Light is everywhere, all around us day and night. How could we have missed this one humongous clue? This is the manual to life, the simple answer to happiness that we have been wanting forever. And it has been with us all along. All we have to do is apply its formula:

E = MC², E = mc²

Who the hell is "we"  There is no "we" in querying, much like there is no crying in baseball.  By this I mean, you're slipping disastrously out of third person and into first person here.  This kind of slip is a huge red flag in a query.

Remember, while a query has to tell me about the book, it also shows me how well you write.

And worse, you're now out of the realm of specific action entirely, and into some absurd conclusion that sounds like Dorothy in the Wizard of Oz.  If I hadn't stopped reading before, here is where I really click my ruby slippers and head home.

Her sci-fi daydreams take on a whole, new meaning like this, leading her to find her own dream, that cause for living that she has been longing for. Meanwhile, her best friend and business partner, Tessa, lays comatose in a hospital bed. If only she too could begin to see, really see things under this light.

"like this" requires an example to be logical. No one "lays" in a hospital bed unless they are a poem. It's "lies."

In its current form, Be a Cupcake. Save the World. is a 35,000-word, easy-to-follow guide to happiness that will electrify and empower young adults.

what? WHAT?  In its current form? Does it shapeshift?  No NO NO!  You query only for FINISHED novels. Never ever use that phrase in a query letter.  

And this is a novel right?  Cause "35,000 word easy-to-follow guide to happiness" and "electrify and empower" are NOT the description of a novel.

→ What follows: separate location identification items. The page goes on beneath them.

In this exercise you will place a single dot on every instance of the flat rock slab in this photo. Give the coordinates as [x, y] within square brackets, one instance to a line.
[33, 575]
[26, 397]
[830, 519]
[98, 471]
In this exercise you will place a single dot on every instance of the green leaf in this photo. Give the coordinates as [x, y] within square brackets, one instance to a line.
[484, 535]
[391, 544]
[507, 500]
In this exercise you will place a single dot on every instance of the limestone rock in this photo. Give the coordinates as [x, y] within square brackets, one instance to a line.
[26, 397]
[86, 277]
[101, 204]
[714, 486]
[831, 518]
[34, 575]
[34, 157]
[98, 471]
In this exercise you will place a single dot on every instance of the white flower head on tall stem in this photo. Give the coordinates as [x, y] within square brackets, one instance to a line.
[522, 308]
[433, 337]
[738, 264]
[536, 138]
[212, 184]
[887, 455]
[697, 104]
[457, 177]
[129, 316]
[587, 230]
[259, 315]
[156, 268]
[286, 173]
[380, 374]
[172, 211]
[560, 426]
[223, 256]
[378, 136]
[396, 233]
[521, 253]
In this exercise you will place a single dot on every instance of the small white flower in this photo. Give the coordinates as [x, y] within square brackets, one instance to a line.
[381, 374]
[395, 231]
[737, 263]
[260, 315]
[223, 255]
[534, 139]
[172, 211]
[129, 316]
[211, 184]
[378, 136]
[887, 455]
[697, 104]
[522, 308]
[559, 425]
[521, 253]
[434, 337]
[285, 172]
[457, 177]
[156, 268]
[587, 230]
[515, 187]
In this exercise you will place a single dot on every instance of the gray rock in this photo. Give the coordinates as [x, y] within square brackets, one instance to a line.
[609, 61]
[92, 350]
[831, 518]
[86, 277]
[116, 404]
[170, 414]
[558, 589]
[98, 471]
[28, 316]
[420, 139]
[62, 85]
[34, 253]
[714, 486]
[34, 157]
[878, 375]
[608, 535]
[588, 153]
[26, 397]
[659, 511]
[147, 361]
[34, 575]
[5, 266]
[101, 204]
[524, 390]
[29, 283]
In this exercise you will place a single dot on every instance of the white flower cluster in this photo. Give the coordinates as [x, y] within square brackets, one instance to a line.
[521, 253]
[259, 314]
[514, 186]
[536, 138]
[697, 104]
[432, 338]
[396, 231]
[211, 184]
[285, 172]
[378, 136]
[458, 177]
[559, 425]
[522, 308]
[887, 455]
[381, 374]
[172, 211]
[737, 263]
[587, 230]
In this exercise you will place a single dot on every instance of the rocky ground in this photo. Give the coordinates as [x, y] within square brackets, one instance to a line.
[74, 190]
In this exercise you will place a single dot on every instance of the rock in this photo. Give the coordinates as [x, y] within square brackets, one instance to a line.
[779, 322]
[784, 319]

You'd find that in the self-help section.  Making your novel sound like a self-help book is a very very bad thing.

Thank you for your time and consideration of Be a Cupcake. Save the World. for your list!

The only thing I like about this query is the title, and I like that a lot. However, you're punctuating it incorrectly. It's BE A CUPCAKE, SAVE THE WORLD and when you use it in a sentence as I did here, you'll notice there's no period.

This has failed to rise in the convection oven of the slush pile.  In fact, you need a new recipe.  

The only thing I know about Sarah after reading this query is that she runs a cupcake business.  And I don't know anything about what happens in the book.  That's absolutely fatal in a query.

Start over.  Use the recipe you'll find listed in the QueryShark archives more than once. That's the flour, sugar, baking soda and salt. Make it your own by adding lemon, cinnamon, nutmeg and raisins to taste.